Se na tradição individualista o libertarianismo defende as liberdades individuais em seu mais alto grau, ao defender um modo de produção de bens e serviços será buscada a forma mais livre de produzir. Portanto, é no livre mercado anti-capitalista que se pautará a defesa da efetivação da liberdade de se produzir onde, quando e como quiser com a reçalva de alguns mutualistas que defendem a busca de meios sustentáveis sempre que possível. Este ambiente de liberdade só é possível se as relações entre os indivíduos forem voluntárias e não orquestradas por um governo central. Bem diferente dos coletivistas, estes novos anarco-individualistas defenderão o mercado desempedido e anti-capitalista, sendo possível apenas num ambiente no qual sejam respeitadas as propriedades privadas cooperativistas. É exatamente no espaço privado que haverá a efetivação total das vontades e liberdades individuais. Como não são autosuficientes, os indivíduos precisarão efetuar trocas com outros indivíduos. O sistema de preços e as leis de oferta e demanda possibilitarão que as trocas justas ocorram, isto é, as trocas efetuadas voluntariamente serão justas se aceitas por ambas as partes sem a existência de fraude ou coação, para os anarquistas de livre-mercado este mesmo termo significa trocas voluntárias sem coerção ou intervenção estatal.
Apesar dessa defesa
das liberdades, as liberdades econômicas eram o ponto menos aceito para uma
tradição anarquista. Num século que foi marcado por ditaduras socialistas
estatais, civil-militares e por enormes intervenções governamentais na economia
era preciso demonstrar que a defesa de uma sociedade com mercados desimpedidos
anti-capitalistas e anti-hierarquicas traria mais benefícios para os menos
favorecidos economicamente. Esta defesa de uma economia de mercado trouxe para
o moderno libertarianismo uma antiga direita, defensora do livre mercado
capitalista e corporativista. Este foi um dos motivos para que os novos
libertários ficassem associados apenas à defesa de mercados desregulados. Neste
contexto, viu a necessidade de retomar-se uma forma de apresentar o
libertarianismo que remonta à tradição individualista do anarquismo. Este
libertarianismo retomado do século XIX fica conhecido como libertarianismo de
esquerda (left-libertarianism) e é frequentemente utilizado por
anarquistas mutualistas.
O libertarianismo de esquerda não é uma posição política homogênea. Antes, designa diferentes abordagens de questões políticas e sociais num contexto teórico nos quais diferentes teorias relacionam-se. Deste modo, falar em libertários de esquerda pode-se referir aos seguintes grupos teóricos: (1) esquerda libertária, (2) georgismo (geoísmo), (3) escola Steiner–Vallentyne, (4) agorismo, (5) left-libertarianism (libertarianismo de esquerda de livre mercado).

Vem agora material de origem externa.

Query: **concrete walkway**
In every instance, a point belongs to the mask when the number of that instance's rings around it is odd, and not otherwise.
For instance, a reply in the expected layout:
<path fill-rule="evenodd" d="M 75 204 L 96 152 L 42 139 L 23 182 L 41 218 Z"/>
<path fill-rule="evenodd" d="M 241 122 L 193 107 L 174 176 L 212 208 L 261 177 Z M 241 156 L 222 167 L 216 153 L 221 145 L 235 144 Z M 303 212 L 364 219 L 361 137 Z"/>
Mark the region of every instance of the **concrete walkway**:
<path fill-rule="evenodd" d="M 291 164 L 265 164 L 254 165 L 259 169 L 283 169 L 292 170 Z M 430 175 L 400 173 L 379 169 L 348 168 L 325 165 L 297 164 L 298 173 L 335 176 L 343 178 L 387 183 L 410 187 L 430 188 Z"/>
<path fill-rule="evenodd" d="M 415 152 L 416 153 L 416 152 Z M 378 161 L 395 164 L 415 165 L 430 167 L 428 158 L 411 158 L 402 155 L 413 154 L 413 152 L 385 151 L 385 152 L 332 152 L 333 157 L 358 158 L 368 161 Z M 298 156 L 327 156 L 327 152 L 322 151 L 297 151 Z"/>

Apesar das diferentes linhas de pensamento, é a quinta vertente a que chama a si mesmo de libertária de esquerda. Há confusão, por exemplo, pelo fato de alguns autores identificarem alguns marxistas como Rosa de Luxemburgo, Anton Pannekoek, Paul Mattick, Cornelius Castoriadis, Jean-François Lyotard e Guy Debord como libertários de esquerda. A esquerda libertária, portanto, alinha-se muito mais com o socialismo libertário, já comentado anteriormente. Contemporaneamente, anarquistas famosos como Murray Bookchin e Noam Chomsky tem se identificado com esta tradição socialista de viés anti-estatal.
O georgismo refere-se à teoria político-econômica elaborada por
Henry George. O ponto central do pensamento de George é que as pessoas são
proprietárias de tudo o que criam, mas que os bens naturais, como a terra, não
deveriam possuir proprietários. Economicamente significa que o único imposto
existente deveria ser o imposto sobre a terra. Toda atividade econômica ficaria
livre de taxação e a única taxação existente seria eficiente e equitativa ao
recair sobre os que possuíssem mais propriedades de terra. Milton Friedman
(1978) concordou com a posição de Henry George ao afirmar que o imposto sobre a
terra seria menos nocivo e produziria menos distorções econômicas do que os
impostos sobre as atividades econômicas. Vale salientar que apesar de não
ser um anarquista, as ideias de George foram tomadas por alguns seguidores que
reelaboraram o georgismo, transformando-o no chamado geoanarquismo, uma espécie
de neo-georgismo.
A Escola Steiner–Vallentyne está alicerçada no pensamento de
Hillel Steiner e Peter Vallentyne, além de possuir contribuições de outros
acadêmicos e pensadores não necessariamente left-libertarians. A
questão chave desta escola é criticar a concepção de autopropriedade de Robert
Nozick (famoso pelo seu clássico Anarquia, Estado e Utopia) e a
dedução de que a propriedade de outros recursos naturais decorra deste
conceito. Neste contexto, o pensamento desta escola aproxima-se do pensamento
de Henry George ao afirmar a necessidade de "uma compensação que os
proprietários devem aos não proprietários mediante impostos ou rendas sobre a
propriedade de recursos naturais, incluindo a propriedade da terra"
(ROSAS, 2009).
O agorismo é a filosofia política elaborada por Samuel Edward
Konkin III, ativista libertário. O termo remete à palavra ágora do grego. A
ágora era a praça principal da pólis grega, o local onde ocorriam as
assembleias e onde havia mercados e feiras livres. Ao propor o agorismo, Konkin
queria fugir dos antigos rótulos "liberal" e "anarquista".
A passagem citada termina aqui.